Register forum user name Search FAQ

Gammon Forum

Notice: Any messages purporting to come from this site telling you that your password has expired, or that you need to verify your details, confirm your email, resolve issues, making threats, or asking for money, are spam. We do not email users with any such messages. If you have lost your password you can obtain a new one by using the password reset link.

Due to spam on this forum, all posts now need moderator approval.

 Entire forum ➜ MUSHclient ➜ Bug reports ➜ DatebaseStep bug?

DatebaseStep bug?

It is now over 60 days since the last post. This thread is closed.     Refresh page


Pages: 1  2  3 

Posted by Ddid   China  (19 posts)  Bio
Date Reply #30 on Sun 31 Oct 2010 12:50 AM (UTC)
Message
Any way, many thanks for your great working -- MushClient!
Top

Posted by Nick Gammon   Australia  (23,169 posts)  Bio   Forum Administrator
Date Reply #31 on Sun 31 Oct 2010 04:06 AM (UTC)

Amended on Sun 31 Oct 2010 06:03 AM (UTC) by Nick Gammon

Message
After fairly extensive investigations, which were slowly driving me insane[1], I have made some modifications to the Lua interface such that it bypasses the conversion to/from CString, and thus works around the problem. This applies to DatabaseColumnText, DatabaseColumnValue, and DatabaseColumnValues.

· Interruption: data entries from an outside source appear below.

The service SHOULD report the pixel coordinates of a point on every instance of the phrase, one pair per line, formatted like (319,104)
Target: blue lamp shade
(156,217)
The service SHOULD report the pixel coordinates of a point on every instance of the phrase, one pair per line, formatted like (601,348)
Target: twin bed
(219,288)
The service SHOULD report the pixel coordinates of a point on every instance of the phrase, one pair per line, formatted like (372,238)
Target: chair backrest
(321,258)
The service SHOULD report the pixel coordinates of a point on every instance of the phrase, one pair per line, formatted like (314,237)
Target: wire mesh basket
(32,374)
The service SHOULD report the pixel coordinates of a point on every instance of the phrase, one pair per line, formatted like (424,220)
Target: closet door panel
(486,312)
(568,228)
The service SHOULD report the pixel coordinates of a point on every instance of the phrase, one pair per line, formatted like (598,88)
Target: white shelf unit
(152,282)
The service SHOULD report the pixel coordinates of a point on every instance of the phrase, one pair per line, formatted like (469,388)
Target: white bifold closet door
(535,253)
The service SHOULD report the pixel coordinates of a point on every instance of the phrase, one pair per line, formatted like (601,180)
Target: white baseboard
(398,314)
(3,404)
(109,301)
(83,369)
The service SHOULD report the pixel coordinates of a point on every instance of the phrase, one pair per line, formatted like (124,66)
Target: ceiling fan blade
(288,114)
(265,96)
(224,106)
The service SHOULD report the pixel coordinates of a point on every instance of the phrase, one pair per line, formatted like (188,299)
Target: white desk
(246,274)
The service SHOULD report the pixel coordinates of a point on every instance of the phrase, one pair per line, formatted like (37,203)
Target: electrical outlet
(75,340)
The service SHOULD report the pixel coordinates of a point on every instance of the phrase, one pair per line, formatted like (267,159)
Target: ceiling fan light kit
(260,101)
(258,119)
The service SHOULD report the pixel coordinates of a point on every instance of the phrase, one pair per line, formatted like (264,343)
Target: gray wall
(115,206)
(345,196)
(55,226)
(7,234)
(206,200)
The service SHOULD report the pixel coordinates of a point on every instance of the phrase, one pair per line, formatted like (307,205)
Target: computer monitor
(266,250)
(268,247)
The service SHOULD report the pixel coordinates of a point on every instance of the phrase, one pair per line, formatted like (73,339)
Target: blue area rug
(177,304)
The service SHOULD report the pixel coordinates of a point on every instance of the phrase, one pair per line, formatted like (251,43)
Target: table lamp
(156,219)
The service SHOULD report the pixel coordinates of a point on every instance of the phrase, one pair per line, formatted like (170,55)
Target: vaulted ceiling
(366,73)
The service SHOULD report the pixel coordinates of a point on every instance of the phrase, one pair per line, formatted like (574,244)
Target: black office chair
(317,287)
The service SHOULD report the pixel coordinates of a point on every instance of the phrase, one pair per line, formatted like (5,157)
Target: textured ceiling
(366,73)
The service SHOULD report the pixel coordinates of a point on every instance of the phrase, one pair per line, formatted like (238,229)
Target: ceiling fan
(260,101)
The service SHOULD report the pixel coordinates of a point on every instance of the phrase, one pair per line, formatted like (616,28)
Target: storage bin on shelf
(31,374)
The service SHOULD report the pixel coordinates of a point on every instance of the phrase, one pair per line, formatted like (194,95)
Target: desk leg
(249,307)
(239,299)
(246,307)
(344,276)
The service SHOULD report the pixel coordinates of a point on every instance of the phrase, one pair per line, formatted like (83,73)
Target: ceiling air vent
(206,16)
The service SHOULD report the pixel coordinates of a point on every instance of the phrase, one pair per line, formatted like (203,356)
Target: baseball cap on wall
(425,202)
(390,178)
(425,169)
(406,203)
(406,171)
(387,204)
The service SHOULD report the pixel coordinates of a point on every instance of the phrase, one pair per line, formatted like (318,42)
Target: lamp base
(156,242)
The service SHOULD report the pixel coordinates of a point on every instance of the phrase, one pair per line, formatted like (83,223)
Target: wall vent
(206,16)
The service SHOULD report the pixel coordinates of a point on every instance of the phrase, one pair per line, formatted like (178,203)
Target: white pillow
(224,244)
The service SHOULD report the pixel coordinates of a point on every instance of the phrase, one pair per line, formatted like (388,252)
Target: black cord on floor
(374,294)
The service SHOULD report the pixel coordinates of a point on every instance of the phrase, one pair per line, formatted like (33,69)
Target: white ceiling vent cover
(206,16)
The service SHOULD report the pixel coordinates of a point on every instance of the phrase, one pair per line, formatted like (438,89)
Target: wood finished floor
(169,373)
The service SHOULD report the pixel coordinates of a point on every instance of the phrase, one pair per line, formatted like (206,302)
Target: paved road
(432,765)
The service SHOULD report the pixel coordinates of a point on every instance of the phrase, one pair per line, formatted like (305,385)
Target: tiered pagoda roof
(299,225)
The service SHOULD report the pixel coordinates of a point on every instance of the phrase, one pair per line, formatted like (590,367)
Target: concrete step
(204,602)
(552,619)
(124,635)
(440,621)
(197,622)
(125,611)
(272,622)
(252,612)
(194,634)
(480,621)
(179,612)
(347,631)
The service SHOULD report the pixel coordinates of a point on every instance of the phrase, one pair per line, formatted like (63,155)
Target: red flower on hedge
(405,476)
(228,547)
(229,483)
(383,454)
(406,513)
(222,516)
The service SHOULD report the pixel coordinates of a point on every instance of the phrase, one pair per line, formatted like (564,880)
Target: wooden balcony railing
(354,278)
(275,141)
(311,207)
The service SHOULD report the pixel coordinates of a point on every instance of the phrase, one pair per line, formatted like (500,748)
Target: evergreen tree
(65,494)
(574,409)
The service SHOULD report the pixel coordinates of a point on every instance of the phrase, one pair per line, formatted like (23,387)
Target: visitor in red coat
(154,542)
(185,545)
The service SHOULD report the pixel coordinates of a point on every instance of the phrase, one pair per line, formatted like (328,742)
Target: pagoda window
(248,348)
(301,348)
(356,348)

Now the Lua interface directly sets the values (without using the BSTR values) and avoids this problem.

My testing for the test program on pages 1 and 2 shows it now returns the correct data.

However there may be other areas which have similar problems, due to the use of CString in many places.

Improvements in version 4.66.

---

1. ... Because I kept getting different results. I was supposed to get 9 bytes out, but was getting 8. That shouldn't be too hard to fix, huh? But it jumped to 11, then 22, then down to 3, then up to 6. And then the data was just completely wrong. This will teach me to write a non-Unicode application in the future. But when I started (15 years ago, when I was young kek), it was just a little program to help me play MUSH games. In English.

- Nick Gammon

www.gammon.com.au, www.mushclient.com
Top

Posted by Ddid   China  (19 posts)  Bio
Date Reply #32 on Sun 31 Oct 2010 01:39 PM (UTC)
Message
A lot of thanks for your hardly work. I'm very expecting the new version MushClient release.



Top

Posted by Nick Gammon   Australia  (23,169 posts)  Bio   Forum Administrator
Date Reply #33 on Sun 31 Oct 2010 08:48 PM (UTC)
Message
Shortly.

Just to explain what I think is happening ...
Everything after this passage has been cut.